Encord not too long ago secured $30 million in Sequence B funding. How will this funding speed up your product roadmap and growth plans?
The $30 million in Sequence B funding will probably be used to drastically enhance the dimensions of our product, engineering, and AI analysis groups over the subsequent six months and speed up the event of Encord Index and different new options. We’re additionally increasing our presence in San Francisco with a brand new workplace, and this funding will assist us scale our operations to help our rising buyer base.
Because the youngest AI firm from Y Combinator to boost a Sequence B, what do you attribute to Encord’s speedy development and success?
One of many causes we’ve got been capable of develop shortly is that we’ve got adopted an especially customer-centric focus in all areas of the corporate. We’re always speaking with clients, listening intently to their issues, and “bear hugging” them to get to options. By hyper-focusing on buyer wants quite than hype, we’ve created a platform that resonates with high AI groups throughout numerous industries. Our clients have been instrumental in getting us to the place we’re immediately. Our means to scale shortly and successfully handle the complexity of AI information has made us a lovely resolution for enterprises.
We additionally owe a lot of our success to our teammates, companions, and traders, who’ve all labored tirelessly to champion Encord.
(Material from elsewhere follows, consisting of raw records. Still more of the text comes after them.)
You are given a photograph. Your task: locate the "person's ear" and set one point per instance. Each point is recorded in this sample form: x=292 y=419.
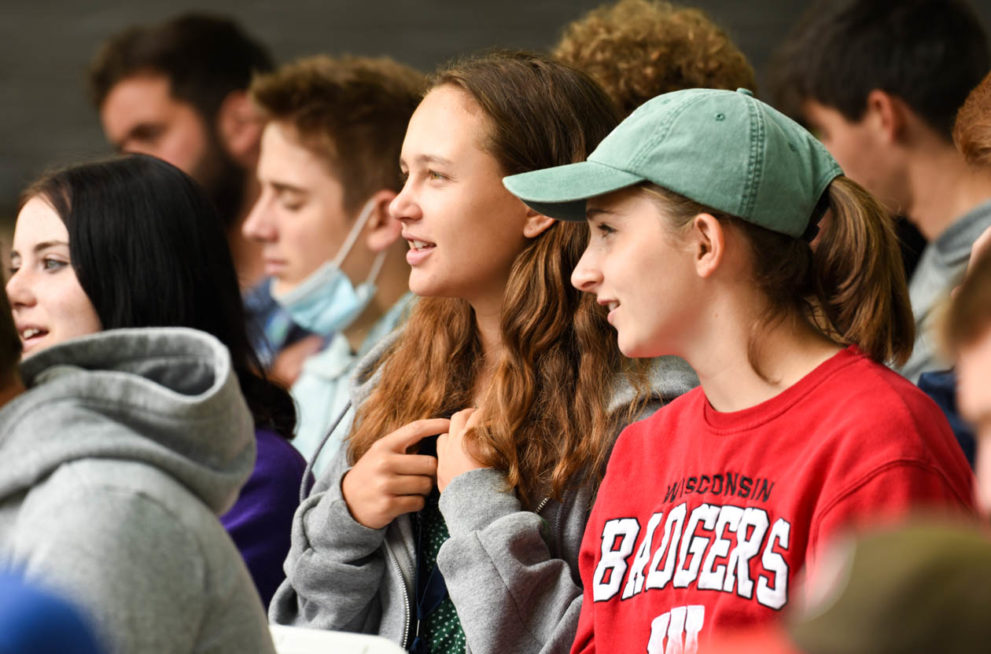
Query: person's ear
x=708 y=242
x=536 y=223
x=887 y=113
x=382 y=229
x=240 y=125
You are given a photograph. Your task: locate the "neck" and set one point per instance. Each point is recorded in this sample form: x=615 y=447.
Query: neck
x=943 y=188
x=789 y=350
x=488 y=317
x=391 y=284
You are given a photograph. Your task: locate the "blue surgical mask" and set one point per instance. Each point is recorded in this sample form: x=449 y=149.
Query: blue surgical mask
x=326 y=301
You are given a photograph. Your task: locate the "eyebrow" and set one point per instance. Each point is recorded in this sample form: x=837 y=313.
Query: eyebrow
x=428 y=158
x=283 y=187
x=44 y=245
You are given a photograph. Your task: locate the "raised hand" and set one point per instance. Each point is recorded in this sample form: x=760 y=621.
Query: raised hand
x=454 y=455
x=387 y=482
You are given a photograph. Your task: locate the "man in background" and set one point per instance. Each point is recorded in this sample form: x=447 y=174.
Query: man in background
x=881 y=82
x=177 y=90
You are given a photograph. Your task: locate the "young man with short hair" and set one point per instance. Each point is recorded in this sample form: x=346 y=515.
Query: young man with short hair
x=881 y=83
x=329 y=168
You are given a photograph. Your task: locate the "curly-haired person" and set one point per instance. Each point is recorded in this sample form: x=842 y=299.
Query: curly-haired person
x=637 y=49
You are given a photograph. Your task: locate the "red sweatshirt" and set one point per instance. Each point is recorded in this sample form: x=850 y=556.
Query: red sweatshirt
x=704 y=519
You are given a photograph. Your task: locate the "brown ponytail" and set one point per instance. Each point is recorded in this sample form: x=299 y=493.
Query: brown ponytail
x=849 y=284
x=859 y=281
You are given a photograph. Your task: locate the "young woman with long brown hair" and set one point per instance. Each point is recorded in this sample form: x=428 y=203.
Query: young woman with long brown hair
x=515 y=371
x=723 y=232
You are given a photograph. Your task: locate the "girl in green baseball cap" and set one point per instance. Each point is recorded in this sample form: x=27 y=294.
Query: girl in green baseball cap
x=722 y=232
x=514 y=368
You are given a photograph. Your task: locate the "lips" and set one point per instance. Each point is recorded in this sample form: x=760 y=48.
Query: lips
x=31 y=334
x=611 y=306
x=419 y=249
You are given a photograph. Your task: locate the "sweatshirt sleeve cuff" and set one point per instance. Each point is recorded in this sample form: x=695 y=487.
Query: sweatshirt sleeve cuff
x=329 y=524
x=474 y=499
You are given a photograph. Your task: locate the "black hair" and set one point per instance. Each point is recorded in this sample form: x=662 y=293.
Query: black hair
x=929 y=53
x=204 y=56
x=149 y=250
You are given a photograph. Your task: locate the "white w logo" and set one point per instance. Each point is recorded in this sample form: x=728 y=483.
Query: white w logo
x=680 y=627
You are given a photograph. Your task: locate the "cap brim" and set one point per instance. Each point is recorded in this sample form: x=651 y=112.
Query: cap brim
x=561 y=192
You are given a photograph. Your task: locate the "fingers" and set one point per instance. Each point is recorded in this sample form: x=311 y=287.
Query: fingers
x=408 y=485
x=461 y=420
x=408 y=464
x=411 y=434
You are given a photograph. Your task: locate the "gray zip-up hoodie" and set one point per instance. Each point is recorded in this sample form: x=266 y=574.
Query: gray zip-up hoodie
x=117 y=461
x=512 y=574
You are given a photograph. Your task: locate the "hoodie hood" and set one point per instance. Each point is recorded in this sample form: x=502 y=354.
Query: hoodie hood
x=166 y=397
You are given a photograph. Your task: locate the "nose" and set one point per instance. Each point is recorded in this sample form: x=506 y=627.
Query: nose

Working with world-class product, engineering, and go-to-market groups has been enormously impactful in our development.
Given the growing significance of knowledge in AI, how do you see the position of AI information platforms like Encord evolving within the subsequent 5 years?
As AI purposes develop in complexity, the necessity for environment friendly and scalable information administration options will solely enhance. I consider that each enterprise will finally have an AI division, very similar to how IT departments exist immediately. Encord would be the solely platform they should handle the huge quantities of knowledge required for AI and get fashions to manufacturing shortly.
Thanks for the good interview, readers who want to study extra ought to go to Encord.